5 de outubro de 2017

Alô, aqui é a Lady Gaga.

Eu e Lady Gaga é o SEGUINTE: primeiro não entendia, fui impactada pela música e virei fã. Lembro do buzz em cima da persona Lady Gaga, as vestimentas, os exageros e do clipe de Poker Face tocando loucamente no lobby do hotel onde eu trabalhava. Eu simplesmente não entendia, achava um pouco demais pra mim.

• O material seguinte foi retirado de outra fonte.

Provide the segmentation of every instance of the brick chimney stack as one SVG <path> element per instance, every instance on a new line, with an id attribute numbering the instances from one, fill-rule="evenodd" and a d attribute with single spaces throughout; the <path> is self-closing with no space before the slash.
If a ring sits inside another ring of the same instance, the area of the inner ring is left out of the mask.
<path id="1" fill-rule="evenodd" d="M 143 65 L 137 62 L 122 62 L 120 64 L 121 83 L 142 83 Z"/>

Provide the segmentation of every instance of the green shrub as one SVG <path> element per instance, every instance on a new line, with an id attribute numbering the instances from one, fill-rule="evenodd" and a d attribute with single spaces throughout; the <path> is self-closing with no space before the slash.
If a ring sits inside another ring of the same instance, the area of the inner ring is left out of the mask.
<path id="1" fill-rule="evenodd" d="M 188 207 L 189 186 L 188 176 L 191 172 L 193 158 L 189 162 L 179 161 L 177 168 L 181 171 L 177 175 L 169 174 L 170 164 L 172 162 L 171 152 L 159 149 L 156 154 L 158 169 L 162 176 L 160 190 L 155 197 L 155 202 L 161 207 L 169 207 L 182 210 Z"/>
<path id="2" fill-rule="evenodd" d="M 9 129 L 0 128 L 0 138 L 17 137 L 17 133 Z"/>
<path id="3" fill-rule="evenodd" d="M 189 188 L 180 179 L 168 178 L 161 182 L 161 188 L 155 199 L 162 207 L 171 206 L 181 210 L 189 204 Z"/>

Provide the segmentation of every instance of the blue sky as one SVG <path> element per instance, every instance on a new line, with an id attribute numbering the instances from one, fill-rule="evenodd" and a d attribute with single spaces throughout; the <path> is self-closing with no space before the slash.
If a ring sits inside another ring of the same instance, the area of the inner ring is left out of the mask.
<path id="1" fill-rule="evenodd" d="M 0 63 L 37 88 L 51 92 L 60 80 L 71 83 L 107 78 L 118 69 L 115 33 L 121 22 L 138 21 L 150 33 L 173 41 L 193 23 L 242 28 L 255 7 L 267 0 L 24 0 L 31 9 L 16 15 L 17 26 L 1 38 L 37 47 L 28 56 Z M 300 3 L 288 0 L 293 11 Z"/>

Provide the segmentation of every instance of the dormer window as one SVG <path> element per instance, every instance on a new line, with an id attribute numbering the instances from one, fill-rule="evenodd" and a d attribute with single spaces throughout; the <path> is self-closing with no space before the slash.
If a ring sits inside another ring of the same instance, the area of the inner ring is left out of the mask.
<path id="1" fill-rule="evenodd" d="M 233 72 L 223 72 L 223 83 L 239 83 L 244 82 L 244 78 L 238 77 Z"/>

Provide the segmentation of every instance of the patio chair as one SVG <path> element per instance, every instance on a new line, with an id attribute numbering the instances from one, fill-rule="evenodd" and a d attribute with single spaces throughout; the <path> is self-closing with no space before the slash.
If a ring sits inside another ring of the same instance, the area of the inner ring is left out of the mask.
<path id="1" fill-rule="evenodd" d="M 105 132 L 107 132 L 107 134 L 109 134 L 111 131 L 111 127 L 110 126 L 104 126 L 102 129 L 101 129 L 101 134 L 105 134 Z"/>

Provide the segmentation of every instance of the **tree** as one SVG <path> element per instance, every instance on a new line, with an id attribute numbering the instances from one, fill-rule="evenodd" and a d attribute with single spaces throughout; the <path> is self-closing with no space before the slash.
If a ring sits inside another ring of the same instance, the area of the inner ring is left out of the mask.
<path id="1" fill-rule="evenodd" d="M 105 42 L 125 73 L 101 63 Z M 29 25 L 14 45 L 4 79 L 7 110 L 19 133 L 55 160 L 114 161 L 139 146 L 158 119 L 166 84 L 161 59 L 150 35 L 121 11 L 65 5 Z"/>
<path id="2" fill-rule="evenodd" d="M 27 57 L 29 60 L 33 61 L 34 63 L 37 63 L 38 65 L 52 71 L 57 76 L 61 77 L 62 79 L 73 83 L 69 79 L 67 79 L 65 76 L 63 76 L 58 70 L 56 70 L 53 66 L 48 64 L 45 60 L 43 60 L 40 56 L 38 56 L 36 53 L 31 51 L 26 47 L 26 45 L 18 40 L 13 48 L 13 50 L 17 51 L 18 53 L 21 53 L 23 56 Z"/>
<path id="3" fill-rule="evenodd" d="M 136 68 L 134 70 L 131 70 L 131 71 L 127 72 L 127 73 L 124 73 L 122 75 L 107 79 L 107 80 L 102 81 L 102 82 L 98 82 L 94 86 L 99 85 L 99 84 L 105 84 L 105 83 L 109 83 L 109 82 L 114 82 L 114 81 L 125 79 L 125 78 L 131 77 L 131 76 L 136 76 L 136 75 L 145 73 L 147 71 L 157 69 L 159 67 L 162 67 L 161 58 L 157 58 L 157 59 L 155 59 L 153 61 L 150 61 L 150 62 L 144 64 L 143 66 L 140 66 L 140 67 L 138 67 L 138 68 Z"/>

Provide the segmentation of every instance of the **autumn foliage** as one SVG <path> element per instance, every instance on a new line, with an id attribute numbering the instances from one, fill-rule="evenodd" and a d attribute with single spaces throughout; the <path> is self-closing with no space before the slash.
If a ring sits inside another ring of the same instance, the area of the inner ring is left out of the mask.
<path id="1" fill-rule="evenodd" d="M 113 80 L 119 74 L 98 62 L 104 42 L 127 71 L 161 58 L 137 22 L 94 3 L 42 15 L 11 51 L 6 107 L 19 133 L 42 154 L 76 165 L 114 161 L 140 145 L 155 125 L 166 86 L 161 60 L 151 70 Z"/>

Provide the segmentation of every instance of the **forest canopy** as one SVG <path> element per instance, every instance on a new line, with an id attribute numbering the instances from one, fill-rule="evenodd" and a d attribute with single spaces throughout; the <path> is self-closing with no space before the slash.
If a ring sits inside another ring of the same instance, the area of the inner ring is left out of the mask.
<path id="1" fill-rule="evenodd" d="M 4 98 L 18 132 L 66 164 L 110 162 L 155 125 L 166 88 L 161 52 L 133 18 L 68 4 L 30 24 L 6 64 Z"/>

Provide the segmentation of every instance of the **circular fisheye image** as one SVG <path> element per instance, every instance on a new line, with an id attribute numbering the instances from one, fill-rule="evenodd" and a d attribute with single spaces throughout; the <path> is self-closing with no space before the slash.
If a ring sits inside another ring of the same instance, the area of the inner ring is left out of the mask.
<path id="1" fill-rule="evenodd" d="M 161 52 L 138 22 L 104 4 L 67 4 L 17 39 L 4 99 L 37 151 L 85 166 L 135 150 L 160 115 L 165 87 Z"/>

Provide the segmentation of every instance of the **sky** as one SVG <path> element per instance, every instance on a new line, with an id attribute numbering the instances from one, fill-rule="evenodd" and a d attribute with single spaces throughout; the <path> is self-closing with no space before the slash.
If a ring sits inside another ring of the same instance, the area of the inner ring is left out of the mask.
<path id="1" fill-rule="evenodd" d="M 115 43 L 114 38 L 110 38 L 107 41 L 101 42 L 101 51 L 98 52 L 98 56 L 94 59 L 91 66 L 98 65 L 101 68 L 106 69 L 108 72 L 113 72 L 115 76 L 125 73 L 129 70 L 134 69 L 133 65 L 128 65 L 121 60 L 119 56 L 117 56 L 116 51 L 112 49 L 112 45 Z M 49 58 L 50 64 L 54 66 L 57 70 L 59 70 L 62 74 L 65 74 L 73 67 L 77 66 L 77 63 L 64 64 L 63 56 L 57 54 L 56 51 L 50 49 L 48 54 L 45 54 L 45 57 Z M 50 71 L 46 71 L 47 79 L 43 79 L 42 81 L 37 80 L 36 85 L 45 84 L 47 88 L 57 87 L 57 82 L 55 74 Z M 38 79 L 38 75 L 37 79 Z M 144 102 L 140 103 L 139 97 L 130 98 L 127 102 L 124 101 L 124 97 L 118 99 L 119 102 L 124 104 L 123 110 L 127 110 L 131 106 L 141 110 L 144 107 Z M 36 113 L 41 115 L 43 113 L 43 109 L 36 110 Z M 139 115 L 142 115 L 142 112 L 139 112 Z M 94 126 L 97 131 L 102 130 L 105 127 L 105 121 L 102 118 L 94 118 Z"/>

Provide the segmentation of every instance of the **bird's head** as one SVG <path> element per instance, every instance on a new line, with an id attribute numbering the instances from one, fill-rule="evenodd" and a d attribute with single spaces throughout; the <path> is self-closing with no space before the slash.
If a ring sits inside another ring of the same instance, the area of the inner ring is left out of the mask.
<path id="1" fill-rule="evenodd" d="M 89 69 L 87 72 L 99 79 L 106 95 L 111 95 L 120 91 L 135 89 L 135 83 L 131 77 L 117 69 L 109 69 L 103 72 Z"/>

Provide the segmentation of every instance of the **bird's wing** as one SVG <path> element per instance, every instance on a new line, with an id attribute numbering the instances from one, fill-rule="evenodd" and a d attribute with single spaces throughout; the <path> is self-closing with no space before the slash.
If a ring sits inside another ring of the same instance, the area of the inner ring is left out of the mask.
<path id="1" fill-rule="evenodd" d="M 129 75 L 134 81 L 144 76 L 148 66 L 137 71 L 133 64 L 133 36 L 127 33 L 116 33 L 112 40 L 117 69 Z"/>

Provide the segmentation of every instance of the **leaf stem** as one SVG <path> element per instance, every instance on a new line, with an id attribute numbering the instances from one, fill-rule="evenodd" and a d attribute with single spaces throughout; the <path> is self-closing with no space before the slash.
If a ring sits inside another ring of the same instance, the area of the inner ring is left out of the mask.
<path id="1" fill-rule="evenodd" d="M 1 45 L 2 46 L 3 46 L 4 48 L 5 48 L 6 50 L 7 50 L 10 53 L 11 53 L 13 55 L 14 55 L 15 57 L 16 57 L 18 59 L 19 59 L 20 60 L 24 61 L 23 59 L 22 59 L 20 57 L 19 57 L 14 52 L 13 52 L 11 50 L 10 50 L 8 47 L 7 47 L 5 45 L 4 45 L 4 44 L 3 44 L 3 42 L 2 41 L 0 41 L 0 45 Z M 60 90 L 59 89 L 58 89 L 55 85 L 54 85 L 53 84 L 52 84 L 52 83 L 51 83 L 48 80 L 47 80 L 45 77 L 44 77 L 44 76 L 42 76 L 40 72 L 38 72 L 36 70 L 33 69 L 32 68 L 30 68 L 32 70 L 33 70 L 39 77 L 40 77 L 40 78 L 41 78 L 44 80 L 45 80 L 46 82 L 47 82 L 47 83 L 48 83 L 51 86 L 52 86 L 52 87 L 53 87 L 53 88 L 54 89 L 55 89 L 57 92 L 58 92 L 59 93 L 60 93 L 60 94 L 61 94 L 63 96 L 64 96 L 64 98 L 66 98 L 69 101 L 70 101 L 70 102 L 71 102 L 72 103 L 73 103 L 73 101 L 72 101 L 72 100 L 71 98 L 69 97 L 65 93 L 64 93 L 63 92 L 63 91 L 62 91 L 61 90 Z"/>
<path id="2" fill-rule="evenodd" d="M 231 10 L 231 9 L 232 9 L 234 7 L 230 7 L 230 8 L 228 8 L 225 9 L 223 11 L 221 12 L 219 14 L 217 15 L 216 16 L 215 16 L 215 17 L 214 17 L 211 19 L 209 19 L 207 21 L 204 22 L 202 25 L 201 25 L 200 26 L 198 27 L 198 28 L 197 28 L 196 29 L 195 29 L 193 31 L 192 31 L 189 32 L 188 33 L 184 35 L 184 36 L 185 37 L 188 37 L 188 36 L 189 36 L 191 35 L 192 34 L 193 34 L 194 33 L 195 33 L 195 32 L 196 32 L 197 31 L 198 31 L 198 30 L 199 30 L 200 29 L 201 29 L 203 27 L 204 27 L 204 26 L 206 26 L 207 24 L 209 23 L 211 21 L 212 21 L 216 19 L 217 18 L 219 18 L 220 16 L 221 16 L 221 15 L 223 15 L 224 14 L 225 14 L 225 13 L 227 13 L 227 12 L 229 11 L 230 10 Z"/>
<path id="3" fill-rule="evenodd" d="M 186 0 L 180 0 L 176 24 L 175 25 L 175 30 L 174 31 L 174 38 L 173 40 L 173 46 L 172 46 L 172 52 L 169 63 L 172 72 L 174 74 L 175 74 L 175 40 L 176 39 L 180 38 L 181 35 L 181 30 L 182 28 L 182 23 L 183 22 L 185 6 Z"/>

Só sei que a vida seguiu e fui IMPACTADA quando vi o clipe de Bad Romance. MEU DEUS DO CÉU, QUE MULHER É ESSA, QUE MÚSICA É ESSAAAAAAAAAA. Fui procurar mais a respeito e descobri que já gostava da música dela (não sabia que Just Dance e LoveGame eram músicas da Gaga). Comprei The Fame nas Lojas Americanas na mesma semana por R$ 19,90.  Ela me conquistou de verdade. Ano passado, com o lançamento de Joanne, tive um mini surto porque estava com saudades genuínas da Lady Gaga. Joanne é maravilhoso, tem rock, tem country, tem pop, é autêntico e direito. Existe uma sinceridade nas letras, tem sofrimento e drama também o lado que dá pra se divertir sozinha (vide Dancing in Circles). É o álbum que mais escutei esse ano, os ranking na last.fm não me deixa mentir. 



Tooooooooooda essa introdução pra dizer que não esperaria menos do documentário biográfico que estrou na Netflix mês passado, sobre essa artista incrível que é LADY GAGA. #pawsup
Gaga: Five Foot Two é um relato honesto, limpo e sincero. Despida de todo glamour que estamos acostumados, fui acolhida naquela atmosfera intimista de 1 hora e 40 minutos. Gaga chorando, contanto suas inseguranças e como a maturidade dos trinta anos ajudou o fortalecimento dela como cantora/compositora, que não tem mais tempo e saco para dramas de relacionamento e assim vai. Ela fala sobre a treta antiga com a Madonna, muito do processo criativo durante a gravação de Joanne. Eu particularmente amei essas partes do estúdio com o Mark Ronson.



E como essa mulher fica doente! Como o emocional dessas pessoas que trabalham com música e mídia precisam ser bem trabalhados. Tem uma cena que me marcou bastante, ela toda doente e cheia de dores, tomando injeções enquanto uma maquiadora começava a preparar a sua pele, porque ela tinha um compromisso em tal lugar. Surreal!



As cenas com a família são bonitas também. Aquele mito que construímos (até porque Lady Gaga construiu essa persona pro fãs, mídia e pra si mesma) ao longo dos anos cai um pouco por terra. Em Gaga: Five Foot Two conhecemos um pouquinho da Stefani Germanotta (e aliás, ela atende o telefone e fala STEFANI), que presa a família, chora pelos amigos e fuma um no carro dos avós hahaha.
Documentário disponível na Netflix. Inspirador e bonito demais, meu povo! Tem que assistir!